Кальсоны Кирова - Страница 3
- Какого рода? Твоего? – подозрительно молвил Елисей.
- Подожди… Так вот, детей сдали в разные детские дома. Решили, что сочетание имени и фамилии Маркс Николаев прямо указывало на происхождение мальчика от убийцы Кирова, поэтому старшему брату поменяли фамилию «Николаев» на фамилию матери «Драуле». На сегодняшний взгляд - глупо, ведь редкая фамилия Драуле не менее заметна, чем редкое имя Маркс. Но по тому времени сработало – Маркс Драуле прожил жизнь, не догадываясь, кем были его родители. Когда началась война, детский дом со второй попытки вывезли из Ленинграда, довезли до Средней Азии, там Маркс и остался. Стал авиационным техником, прожил долгую жизнь. И только в XXI веке старик Маркс сообразил, что жизнь могла сложиться по-другому. Только в старости, когда «бытовая» версия убийства стала официальной, Маркса Драуле осенило, сошлись современные исторические открытия и смутные воспоминания детства о большом доме с аркой, о квартире, о родителях, все-таки ему было уже семь лет, когда его поместили в ленинградский детский дом. Он доказал свое родство и в 2005 году был признан жертвой политических репрессий.

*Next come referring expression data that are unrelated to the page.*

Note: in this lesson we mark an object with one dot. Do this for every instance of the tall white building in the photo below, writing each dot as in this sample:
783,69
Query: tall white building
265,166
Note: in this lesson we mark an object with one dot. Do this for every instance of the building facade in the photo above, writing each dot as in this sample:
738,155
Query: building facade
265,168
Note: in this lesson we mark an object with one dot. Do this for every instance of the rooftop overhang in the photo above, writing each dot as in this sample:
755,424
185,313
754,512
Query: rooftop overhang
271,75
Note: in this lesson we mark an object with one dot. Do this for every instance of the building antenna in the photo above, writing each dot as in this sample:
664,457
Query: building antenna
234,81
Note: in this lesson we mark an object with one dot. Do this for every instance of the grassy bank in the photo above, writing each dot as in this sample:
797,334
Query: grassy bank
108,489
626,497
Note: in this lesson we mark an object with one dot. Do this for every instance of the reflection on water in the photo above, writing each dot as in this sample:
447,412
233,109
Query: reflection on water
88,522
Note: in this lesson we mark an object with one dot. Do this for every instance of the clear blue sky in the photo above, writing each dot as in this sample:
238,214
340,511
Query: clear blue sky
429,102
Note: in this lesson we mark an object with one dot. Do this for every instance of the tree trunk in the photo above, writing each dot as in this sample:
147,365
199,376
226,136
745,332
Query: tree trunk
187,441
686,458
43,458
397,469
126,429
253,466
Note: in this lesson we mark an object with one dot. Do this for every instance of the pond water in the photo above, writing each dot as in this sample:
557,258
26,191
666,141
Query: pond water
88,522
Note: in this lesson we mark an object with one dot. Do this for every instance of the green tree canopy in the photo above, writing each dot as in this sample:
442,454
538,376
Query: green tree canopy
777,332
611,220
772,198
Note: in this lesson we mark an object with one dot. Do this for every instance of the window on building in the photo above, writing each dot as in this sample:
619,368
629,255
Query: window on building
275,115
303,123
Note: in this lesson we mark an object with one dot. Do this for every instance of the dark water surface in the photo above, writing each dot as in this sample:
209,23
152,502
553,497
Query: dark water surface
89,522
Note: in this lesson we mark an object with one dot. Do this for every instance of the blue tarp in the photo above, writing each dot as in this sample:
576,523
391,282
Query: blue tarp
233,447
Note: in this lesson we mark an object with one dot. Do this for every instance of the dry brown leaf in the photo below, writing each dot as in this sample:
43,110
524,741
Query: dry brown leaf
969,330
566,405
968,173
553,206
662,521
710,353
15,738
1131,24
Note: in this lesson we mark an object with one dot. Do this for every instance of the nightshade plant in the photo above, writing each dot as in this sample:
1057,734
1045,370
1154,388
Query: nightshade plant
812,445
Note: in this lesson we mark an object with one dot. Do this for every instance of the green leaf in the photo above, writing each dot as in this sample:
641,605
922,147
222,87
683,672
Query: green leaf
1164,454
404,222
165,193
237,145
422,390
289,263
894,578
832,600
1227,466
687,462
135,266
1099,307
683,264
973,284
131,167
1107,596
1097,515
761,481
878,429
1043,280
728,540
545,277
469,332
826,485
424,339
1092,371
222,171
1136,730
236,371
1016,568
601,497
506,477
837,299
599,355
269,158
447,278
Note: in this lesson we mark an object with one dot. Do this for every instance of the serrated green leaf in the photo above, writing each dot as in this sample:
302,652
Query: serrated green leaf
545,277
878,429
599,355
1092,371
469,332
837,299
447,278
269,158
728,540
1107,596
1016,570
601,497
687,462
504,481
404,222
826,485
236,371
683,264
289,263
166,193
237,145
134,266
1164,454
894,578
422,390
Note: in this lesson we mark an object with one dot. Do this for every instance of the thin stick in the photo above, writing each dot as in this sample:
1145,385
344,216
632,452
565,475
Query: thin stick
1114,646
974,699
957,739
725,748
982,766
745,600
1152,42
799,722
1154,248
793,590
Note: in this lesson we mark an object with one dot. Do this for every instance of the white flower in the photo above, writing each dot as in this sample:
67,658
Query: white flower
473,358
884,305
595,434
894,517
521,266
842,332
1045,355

- Про Маркса Драуле я кое-что слышал. А про второго брата писали, что следы его затеряны, - сказал Елисей.
- Младшего брата Леонида Николаева так под своим именем и определили в детский дом под Вязьмой, специально подальше от Ленинграда.
- А как же так получилось: детей убийцы Кирова, практически, со своими именами отдали в советские детдома в центре России? Не убили, не сослали, как всех их родственников до третьего колена…Непонятно…- задумчиво спросил Елисей.
- Думаю, что через два – три года сыновья убийцы члена Политбюро «так легко» бы не отделались! Но это все-таки был тридцать четвертый год, ну, тридцать пятый, а не тридцать седьмой. Хоть состоялось уже постановление ЦК ВКП(б), определяющее, что делать с детьми репрессированных в зависимости от возраста и наличия родственников, оставшихся на свободе, но постановление еще не набрало силу, его приняли только за три недели до убийства, в ноябре 1934, и масштабы арестов были еще не те. В тридцать седьмом году Ежов выпустил специальный приказ «Об операции по репрессированию жен и детей изменников Родины», который «навел порядок в этом вопросе». Так что, Маркс и Леонид, считай, «проскочили».
- Ну, так что младший брат? – Елисей вернул Леонида к повествованию.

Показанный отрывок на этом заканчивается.